Here’s the truth. Cloud computing, in and of itself, is not a flawed solution. You outsource your infrastructure to people that you trust because you (hopefully) did due diligence and determined that the costs of building your own infrastructure and keeping fine grained performance control would not be an appropriate tradeoff for the ability to expand as fluidly as your chosen cloud provider allowed.
Assuming your workload and legal situation allows you to use someone else’s resources, then there’s nothing wrong with doing that. Yes, you relinquish control and responsibility, but you almost always do that, anyway. What are you doing when you buy gold support on your enterprise hardware? You’re paying someone else to have responsibility for your hardware, and you’re considering the SLA that they offer a guarantee. It isn’t. Of course, there are financial ramifications if they break their SLA, but the verbiage in the contract has no bearing on reality.
And now, that’s the state that some AWS customers are in. Depending on how they calculate it, this 36 hour downtime brings their availability down to around 99.5%. “Two Nines” isn’t something I’ve heard a lot of people bragging about.
So, what is the actual problem? Yes, for Amazon, it was a mirror issue, but I mean what is the problem for the people who are down? The problem is that they saw a solution (cloud computing), and they treated it like it was a panacea. They didn’t treat it like what it was, which is an infrastructure platform.
If I told you that I was going to take your website that makes you $10m dollars a year and I was going to put it in a cage at a Tier 4 Colocation and run it from there, what would you think?
Well, if you were paranoid enough, you’d probably think, “Hey, great, but what happens when that colocation has an unplanned outage? “, because you know that the SLA doesn’t actually guarantee reality. You know about things like car crashes (1 and 2), drunk employees, and good-old-fashioned giant fires. You know, things can happen. So how do you get around it?
Well, with a datacenter, the answer is pretty simple…if it’s worth it to you, you get another one. (At some point in the future, I want to discuss the Economies of Scaling Out, but that’s another blog post).
There’s no reason that the same mentality can’t work with cloud computing. In fact, it’s even easier and cheaper.
If you decide to move into the cloud, don’t pick the best cloud provider and go with them, pick the best TWO cloud providers, and go with both of them. There’s no reason whatsoever that you have to continually mirror your entire infrastructure at both sites, just run one that moves your data over and keeps it there, and whenever you make changes to your infrastructure, do it in a managed fashion (such as a configuration management solution!), and mirror the copies of the configs (or config management) to the other cloud provider.
This way, when your primary cloud provider fails, it only takes you long enough to switch DNS and turn up the second infrastructure (which happens on the fly, again, because you’re in the cloud).
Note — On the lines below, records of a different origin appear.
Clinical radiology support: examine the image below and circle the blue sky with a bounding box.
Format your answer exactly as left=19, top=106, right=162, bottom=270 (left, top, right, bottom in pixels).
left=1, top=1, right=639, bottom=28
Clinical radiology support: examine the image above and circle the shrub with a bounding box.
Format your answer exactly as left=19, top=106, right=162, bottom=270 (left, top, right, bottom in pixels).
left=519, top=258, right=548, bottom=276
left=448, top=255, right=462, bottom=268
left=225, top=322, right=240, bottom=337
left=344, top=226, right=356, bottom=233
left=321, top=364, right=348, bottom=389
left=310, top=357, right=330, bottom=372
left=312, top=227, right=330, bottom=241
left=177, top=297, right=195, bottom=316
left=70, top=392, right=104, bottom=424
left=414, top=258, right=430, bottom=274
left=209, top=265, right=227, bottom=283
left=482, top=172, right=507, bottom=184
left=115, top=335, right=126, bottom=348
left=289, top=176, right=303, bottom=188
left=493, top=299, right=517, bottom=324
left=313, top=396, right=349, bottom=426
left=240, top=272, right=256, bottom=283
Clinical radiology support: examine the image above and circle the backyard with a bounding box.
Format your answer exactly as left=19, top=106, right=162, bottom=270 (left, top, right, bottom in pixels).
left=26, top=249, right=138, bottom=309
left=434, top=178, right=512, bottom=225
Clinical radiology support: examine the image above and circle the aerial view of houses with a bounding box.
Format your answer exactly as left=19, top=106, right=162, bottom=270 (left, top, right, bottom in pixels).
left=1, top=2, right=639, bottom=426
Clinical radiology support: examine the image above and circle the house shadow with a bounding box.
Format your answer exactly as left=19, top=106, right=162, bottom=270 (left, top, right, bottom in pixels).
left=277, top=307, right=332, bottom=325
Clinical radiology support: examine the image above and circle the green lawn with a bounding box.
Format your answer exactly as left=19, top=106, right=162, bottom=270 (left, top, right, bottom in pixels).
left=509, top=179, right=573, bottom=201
If you’re hosted in the Amazon cloud, and you have your secondary site in the Rackspace cloud (for instance, that’s not an endorsement, I just know that they have one), your Rackspace bill is constantly low except when you need it the most, when it functions as an emergency buoy to keep your business afloat.
The takeaway from this is that you shouldn’t let this Amazon issue sour you on the idea of hosting in the cloud, if that paradigm is right for you, but you absolutely have to treat it like what it is, and not what they tell you it is. It’s a computing platform, and it needs to have a controlled failure mode for your business, just like everything else.